成人式当日はこれも呉服屋のオプションで着付け会場が決まっていて、成人式の会場で朝の7時くらいから着付けが始まった。スタイリストさんが言うには「早い子は5時頃からやってる」ということで、あちこちに晴れ着姿や髪だけセットアップしてもらっている子がいた。
その後、成人式まで時間があるので一度父の車で家に帰り、写真撮影大会が開かれる。どこでポーズしてとかそこに立ってろと父母がカメラを片手にバシャバシャ撮りまくる。早起きして眠いのもあり、この時点で結構疲れてくる。
成人式の時間になり、再び会場へ向かう。会場には晴れ着姿の女性ばかりで、正直誰が誰なのかわからない。何人か中学の同級生を見つけて「久しぶり~!」などと盛り上がる。
会場では中学ごとに席が決められていた。そういえば仲の良かった子が成人式実行委員会やってるとか言っていたなと思い出す。式が始まって、最初こそシーンとしていたが会の進行がかなりグダグダだったため、祝辞などよりも隣に座る旧友との昔話に花が咲いてしまう。一応大人として話を聞こうかとも思ったけど、真面目に何を言っているのかよくわからなかったので聞くことを放棄してしまった。なんか話が終わった後にレクリエーションがあります、みたいなアナウンスがあったけどほぼ参加した人はいなかったようで皆ロビーへ出ていって昔話の続きをしていた。
今思えば敗因は「若い人の手で作るナントカ」というのが流行っていた頃なので若い人に任せた結果、かなりグダグダになったのではないかと思っている。実行委員会というより、それを丸投げした市側にも相当問題があったのではないだろうか。
ロビーでこれまた懐かしい顔に何人か出会う。中でも印象に残っているのが「今お水やってんのー!」と言っていた友人。彼女とはそれきりだけど、今は何をしているんだろう。
家に帰ってくるとお祝いとして親戚を数人呼んで軽い食事会になっていた。この辺は着物に疲れていたのであまり覚えていない。食事会のあと着物を脱いで、ぼやーっと違う自治体の成人式に出ている彼氏にメールするなどする。

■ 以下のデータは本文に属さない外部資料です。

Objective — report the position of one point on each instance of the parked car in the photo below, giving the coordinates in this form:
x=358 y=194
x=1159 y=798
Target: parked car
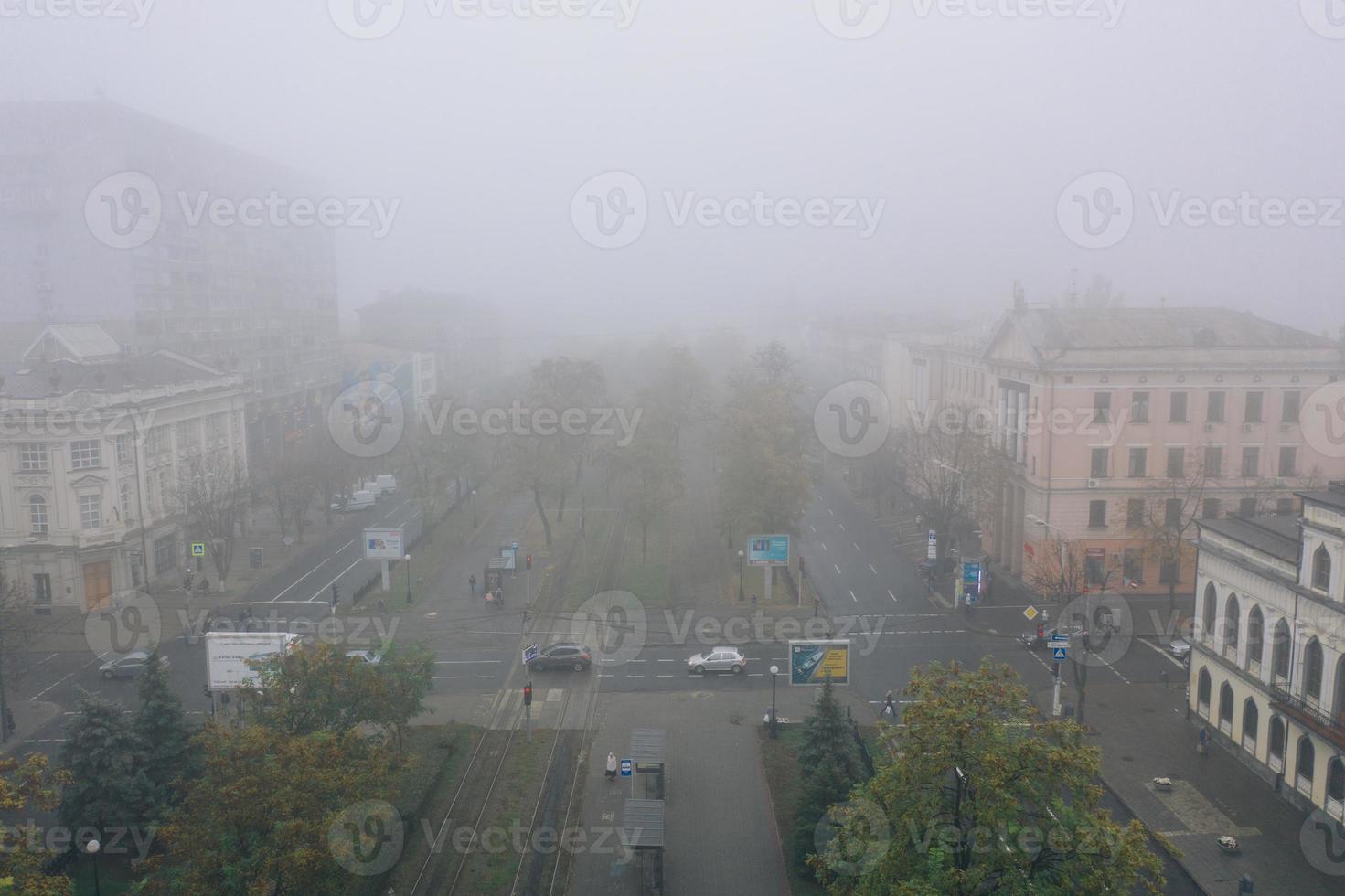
x=131 y=665
x=717 y=659
x=562 y=656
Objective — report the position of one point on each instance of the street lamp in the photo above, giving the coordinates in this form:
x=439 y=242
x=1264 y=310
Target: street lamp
x=740 y=575
x=775 y=670
x=91 y=848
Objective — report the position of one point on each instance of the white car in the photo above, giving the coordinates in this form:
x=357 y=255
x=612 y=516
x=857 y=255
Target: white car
x=717 y=659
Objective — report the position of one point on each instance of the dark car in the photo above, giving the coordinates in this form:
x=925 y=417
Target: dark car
x=564 y=656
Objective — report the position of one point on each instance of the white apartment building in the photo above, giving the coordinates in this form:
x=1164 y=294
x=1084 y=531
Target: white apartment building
x=1267 y=667
x=93 y=443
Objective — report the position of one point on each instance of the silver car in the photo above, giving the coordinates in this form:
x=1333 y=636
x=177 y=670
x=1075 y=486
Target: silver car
x=717 y=659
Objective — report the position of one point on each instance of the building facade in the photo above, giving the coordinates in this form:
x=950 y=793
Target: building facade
x=93 y=445
x=1267 y=669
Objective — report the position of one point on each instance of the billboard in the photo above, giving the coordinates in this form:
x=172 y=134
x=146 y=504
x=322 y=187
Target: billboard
x=813 y=661
x=768 y=550
x=383 y=544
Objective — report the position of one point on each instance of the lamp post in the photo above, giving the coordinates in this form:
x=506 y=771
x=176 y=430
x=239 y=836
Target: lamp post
x=91 y=848
x=740 y=575
x=775 y=670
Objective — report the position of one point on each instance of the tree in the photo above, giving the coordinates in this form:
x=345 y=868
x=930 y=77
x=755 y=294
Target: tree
x=982 y=796
x=26 y=787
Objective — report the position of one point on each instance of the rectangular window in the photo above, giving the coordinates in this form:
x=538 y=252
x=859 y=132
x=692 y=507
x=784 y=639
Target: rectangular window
x=1215 y=408
x=1102 y=407
x=33 y=455
x=1293 y=404
x=1251 y=462
x=1213 y=462
x=1098 y=470
x=1176 y=462
x=1138 y=462
x=91 y=511
x=1136 y=513
x=1253 y=410
x=1139 y=407
x=85 y=453
x=1177 y=408
x=1096 y=514
x=1288 y=460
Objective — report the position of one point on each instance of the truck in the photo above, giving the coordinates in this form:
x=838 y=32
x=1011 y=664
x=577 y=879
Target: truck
x=228 y=654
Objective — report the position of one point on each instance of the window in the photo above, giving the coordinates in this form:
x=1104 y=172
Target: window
x=37 y=516
x=1136 y=513
x=1251 y=462
x=1102 y=407
x=1293 y=404
x=33 y=456
x=1099 y=463
x=1177 y=408
x=1287 y=460
x=1139 y=407
x=1321 y=570
x=1213 y=462
x=1215 y=408
x=1098 y=514
x=91 y=511
x=1176 y=462
x=1253 y=408
x=1138 y=460
x=85 y=453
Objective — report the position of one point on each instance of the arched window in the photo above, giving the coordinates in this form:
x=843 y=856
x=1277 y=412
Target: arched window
x=1279 y=651
x=1255 y=631
x=37 y=516
x=1313 y=669
x=1321 y=570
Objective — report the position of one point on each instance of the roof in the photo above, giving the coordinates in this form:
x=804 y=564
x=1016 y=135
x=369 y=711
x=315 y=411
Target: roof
x=1276 y=536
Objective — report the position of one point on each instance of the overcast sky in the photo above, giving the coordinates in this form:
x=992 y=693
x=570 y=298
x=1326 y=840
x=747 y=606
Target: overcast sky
x=958 y=132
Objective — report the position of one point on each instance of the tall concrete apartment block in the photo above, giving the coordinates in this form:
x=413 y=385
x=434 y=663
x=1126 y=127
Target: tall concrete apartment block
x=251 y=299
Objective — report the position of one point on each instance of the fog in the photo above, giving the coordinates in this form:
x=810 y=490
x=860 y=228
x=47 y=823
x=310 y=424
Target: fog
x=958 y=127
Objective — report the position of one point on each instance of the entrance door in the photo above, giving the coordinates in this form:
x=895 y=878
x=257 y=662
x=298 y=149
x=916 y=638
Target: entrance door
x=97 y=584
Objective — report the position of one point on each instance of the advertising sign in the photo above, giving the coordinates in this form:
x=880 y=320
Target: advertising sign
x=383 y=544
x=813 y=661
x=768 y=550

夜はクラス会があるということで参加。仲の良いクラスだったので出席率も90%くらいで楽しい夜だった。高校卒業して働いている奴とか妊娠している奴とかいろいろあって大変な奴とか面白かった。ただみんなこうやってそれぞれの道で大人になって行くんだなと思った。

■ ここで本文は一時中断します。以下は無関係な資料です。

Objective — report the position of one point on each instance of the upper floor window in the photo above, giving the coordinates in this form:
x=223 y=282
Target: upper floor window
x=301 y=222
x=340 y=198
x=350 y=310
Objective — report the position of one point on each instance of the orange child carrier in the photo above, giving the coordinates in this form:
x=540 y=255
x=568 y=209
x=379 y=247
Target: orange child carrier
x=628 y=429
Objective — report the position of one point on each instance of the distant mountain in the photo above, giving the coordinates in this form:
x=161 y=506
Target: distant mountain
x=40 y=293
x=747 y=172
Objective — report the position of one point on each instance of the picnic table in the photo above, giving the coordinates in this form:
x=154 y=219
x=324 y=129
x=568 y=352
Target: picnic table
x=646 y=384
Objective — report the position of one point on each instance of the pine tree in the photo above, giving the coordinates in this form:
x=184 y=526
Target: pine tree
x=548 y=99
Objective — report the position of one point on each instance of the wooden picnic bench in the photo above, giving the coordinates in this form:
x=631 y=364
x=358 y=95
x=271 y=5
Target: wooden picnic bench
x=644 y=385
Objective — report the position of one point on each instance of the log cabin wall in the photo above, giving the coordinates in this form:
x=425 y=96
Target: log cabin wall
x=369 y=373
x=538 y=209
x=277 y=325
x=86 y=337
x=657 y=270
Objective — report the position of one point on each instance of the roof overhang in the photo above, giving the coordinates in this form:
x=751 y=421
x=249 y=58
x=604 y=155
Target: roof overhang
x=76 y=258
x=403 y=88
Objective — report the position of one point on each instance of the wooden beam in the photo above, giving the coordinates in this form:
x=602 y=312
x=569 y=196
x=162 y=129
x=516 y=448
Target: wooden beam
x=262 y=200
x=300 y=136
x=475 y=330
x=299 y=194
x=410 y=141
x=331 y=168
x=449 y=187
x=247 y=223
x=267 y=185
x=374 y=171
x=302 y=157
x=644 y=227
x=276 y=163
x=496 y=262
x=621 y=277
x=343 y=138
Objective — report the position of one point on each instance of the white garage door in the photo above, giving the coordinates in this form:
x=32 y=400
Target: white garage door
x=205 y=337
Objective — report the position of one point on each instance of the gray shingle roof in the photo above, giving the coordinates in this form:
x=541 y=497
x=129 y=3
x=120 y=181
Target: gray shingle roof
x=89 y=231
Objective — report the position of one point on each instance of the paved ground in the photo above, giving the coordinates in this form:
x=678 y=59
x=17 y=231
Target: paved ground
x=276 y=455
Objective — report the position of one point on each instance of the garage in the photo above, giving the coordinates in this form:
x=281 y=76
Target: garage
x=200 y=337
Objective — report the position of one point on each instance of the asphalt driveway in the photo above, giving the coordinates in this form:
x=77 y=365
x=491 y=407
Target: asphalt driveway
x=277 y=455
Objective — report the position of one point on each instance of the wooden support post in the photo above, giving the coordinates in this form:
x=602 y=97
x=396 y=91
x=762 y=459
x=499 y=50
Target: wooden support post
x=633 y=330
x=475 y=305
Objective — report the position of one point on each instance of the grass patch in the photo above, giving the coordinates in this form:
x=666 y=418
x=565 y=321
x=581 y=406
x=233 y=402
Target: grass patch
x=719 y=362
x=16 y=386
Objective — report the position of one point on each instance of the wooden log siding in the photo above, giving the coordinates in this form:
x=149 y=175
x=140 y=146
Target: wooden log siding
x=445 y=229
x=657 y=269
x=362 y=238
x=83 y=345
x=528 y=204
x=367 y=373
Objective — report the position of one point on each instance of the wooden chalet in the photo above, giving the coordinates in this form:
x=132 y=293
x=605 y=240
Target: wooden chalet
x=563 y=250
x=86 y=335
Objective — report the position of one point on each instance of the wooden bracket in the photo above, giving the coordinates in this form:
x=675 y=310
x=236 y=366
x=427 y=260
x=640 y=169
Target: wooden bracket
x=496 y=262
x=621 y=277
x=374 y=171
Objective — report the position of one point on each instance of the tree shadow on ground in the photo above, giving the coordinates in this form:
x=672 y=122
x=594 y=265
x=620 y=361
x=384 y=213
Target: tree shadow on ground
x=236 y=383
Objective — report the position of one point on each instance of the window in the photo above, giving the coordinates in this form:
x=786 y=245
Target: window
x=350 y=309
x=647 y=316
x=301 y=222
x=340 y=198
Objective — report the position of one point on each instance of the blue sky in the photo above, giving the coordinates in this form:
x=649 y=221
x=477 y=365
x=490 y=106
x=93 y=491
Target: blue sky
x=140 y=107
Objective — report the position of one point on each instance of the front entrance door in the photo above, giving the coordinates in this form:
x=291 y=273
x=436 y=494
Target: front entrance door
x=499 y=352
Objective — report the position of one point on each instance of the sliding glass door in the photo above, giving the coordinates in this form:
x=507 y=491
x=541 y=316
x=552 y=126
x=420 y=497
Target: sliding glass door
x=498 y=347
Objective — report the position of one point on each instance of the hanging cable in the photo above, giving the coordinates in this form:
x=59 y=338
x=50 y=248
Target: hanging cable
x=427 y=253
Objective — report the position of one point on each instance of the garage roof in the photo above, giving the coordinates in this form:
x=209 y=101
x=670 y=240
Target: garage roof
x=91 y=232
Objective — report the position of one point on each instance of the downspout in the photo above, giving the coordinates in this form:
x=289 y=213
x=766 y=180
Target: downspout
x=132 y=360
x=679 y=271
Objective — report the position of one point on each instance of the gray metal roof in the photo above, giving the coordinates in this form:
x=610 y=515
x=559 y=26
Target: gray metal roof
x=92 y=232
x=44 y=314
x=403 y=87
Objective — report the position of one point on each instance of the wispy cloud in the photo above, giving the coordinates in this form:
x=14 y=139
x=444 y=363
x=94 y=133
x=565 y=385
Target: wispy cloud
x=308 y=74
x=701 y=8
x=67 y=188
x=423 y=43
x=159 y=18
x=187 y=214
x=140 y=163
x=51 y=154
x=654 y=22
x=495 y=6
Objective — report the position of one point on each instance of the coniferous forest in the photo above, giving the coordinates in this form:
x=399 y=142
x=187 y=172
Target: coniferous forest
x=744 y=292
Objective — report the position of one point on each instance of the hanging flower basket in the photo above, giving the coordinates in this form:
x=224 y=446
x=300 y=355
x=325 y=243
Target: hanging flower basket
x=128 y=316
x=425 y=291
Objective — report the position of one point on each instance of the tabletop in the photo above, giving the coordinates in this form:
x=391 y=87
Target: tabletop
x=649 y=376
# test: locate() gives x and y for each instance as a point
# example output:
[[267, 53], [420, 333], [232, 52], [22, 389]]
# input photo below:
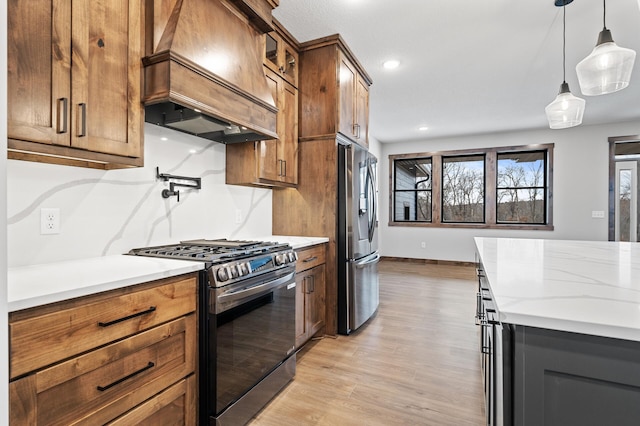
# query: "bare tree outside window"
[[521, 187], [463, 189], [412, 193], [519, 181]]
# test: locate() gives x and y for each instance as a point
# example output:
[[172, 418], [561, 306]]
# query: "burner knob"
[[234, 271], [223, 274], [244, 269]]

クラス会の後は自然発生的にカラオケになった。徒歩で行けるカラオケ屋では既に他のクラスの2次会が行われていて、カラオケ屋全体が成人式の2次会のようなものになっていた。そこで中学時代1番仲の良かった友達に再開し、カラオケ屋のロビーでアイスを食べながら駄べり、他のクラスの部屋に突入して「久しぶり~!」をかましたり、そんなこんなで駄べり倒したような気がする。

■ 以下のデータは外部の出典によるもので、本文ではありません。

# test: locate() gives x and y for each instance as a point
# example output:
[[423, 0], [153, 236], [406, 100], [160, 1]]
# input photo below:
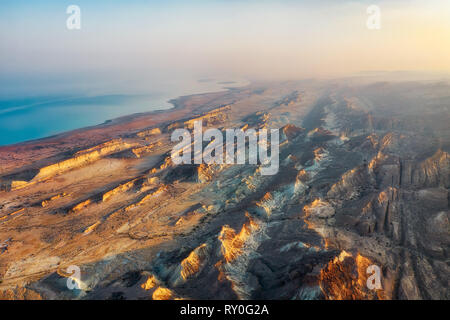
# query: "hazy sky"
[[129, 45]]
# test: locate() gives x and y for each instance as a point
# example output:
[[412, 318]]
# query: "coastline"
[[47, 149]]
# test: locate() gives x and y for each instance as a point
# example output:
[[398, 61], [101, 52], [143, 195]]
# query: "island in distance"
[[363, 181]]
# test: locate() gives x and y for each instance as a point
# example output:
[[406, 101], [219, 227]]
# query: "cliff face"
[[360, 186]]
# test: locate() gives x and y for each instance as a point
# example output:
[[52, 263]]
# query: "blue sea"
[[23, 119]]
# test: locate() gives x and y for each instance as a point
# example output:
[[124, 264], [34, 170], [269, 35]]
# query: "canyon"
[[363, 180]]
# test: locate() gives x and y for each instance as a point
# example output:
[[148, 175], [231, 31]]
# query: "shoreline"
[[33, 152]]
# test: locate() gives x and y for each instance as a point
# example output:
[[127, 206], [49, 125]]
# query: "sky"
[[131, 46]]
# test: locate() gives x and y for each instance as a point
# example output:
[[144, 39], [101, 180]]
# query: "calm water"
[[32, 118]]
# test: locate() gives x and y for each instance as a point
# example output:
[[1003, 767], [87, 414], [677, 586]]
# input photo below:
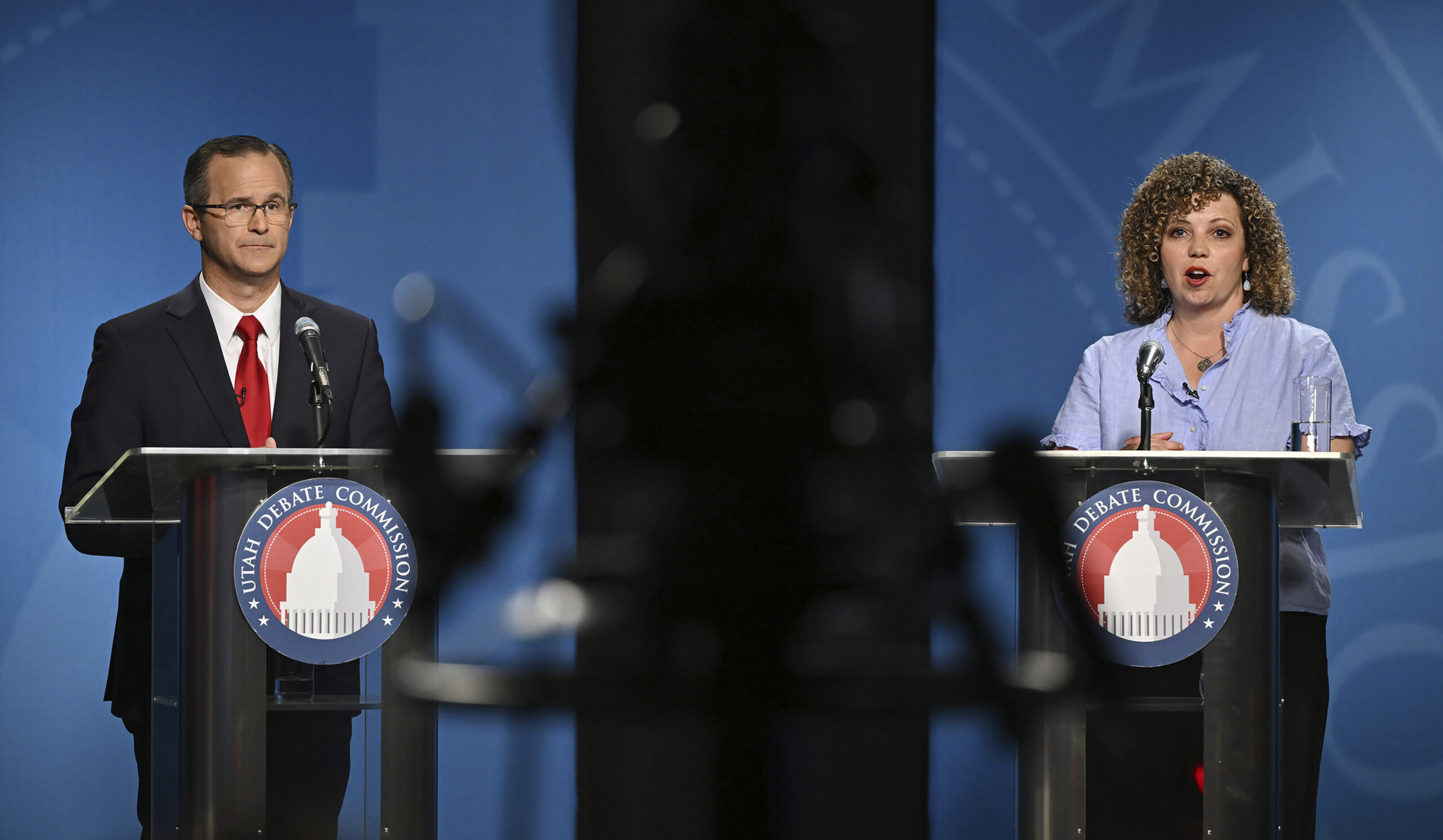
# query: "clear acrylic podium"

あんなにベタベタした夜はもう二度と訪れないと思っている。冬の寒さだけは身に染みるのに、気持ちだけ子供に返って、でも体はすっかり大人になってしまってそんな子供時代に別れを告る夜。今でもあの日食べたアイスの味は忘れられない。ただのソフトクリームなのに、すごく儚い味がした。ただそれだけ。